The roofless ruins of St Mary's Church lie a few hundred yards south-west of the building containing Midhowe Cairn and can be reached from it along the rough coastal path forming part of the Westness Walk.
The church probably dates back to the 1600s, though is thought to be on the site of a medieval church associated with The Wirk (see below) dating back to around 1300. It was abandoned in the 1820s after the clearance of Westness by the landowner of the day, though the graveyard remained in use until the 1920s.
The vast buttresses on the west side of the east and west gables were added in the late 1800s in an effort to keep them standing. They still are, but at angles that don't leave you wanting to stand too near either of them.

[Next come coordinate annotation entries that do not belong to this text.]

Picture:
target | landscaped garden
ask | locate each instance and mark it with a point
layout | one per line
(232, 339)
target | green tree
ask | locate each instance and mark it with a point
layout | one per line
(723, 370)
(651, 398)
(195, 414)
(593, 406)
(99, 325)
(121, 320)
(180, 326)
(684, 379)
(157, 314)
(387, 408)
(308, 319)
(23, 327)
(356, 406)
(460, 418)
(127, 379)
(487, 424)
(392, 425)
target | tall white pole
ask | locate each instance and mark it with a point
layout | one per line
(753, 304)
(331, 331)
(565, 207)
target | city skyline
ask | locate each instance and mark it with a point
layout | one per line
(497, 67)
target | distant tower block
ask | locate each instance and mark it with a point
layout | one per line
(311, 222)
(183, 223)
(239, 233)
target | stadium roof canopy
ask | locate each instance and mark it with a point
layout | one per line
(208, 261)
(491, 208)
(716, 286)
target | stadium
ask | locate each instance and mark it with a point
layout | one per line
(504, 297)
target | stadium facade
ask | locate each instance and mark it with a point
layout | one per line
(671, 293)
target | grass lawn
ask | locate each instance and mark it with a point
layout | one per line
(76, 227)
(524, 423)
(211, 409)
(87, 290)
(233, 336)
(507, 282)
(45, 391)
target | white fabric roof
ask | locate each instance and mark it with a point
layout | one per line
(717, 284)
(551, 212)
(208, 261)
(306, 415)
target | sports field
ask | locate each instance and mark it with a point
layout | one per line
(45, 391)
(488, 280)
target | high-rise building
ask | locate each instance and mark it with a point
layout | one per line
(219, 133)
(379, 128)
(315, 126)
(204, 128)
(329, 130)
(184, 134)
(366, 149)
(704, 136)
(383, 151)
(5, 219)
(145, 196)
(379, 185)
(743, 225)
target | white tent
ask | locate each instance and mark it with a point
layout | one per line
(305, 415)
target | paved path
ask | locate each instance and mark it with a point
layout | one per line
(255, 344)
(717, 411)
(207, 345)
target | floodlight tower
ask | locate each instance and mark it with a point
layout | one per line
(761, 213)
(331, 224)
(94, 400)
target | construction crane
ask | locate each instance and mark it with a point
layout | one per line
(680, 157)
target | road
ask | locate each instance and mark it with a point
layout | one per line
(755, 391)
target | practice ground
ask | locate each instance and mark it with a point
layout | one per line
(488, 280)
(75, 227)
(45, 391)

A little south-east of St Mary's are the shells of the buildings that one formed the farmstead of Skaill. These have been derelict since the inhabitants were evicted in the early 1800s and they add to the slightly forlorn atmosphere of the area.
Immediately north-east of Sy Mary's and almost forming part of the wall of the kirkyard, is one of Westness's most enigmatic structures. This is The Wirk. It comprised a square tower associated with a large rectangular building which extended into the field on its landward side. The rectangular building is thought to have been a grand hall along the lines of the Bishop's Palace in Kirkwall and dating back to around 1300.
The purpose of the tower is unclear: perhaps it simply finished off the seaward end of the hall in the same was as its circular tower finishes off the end of the Bishop's Palace nearest St Magnus Cathedral.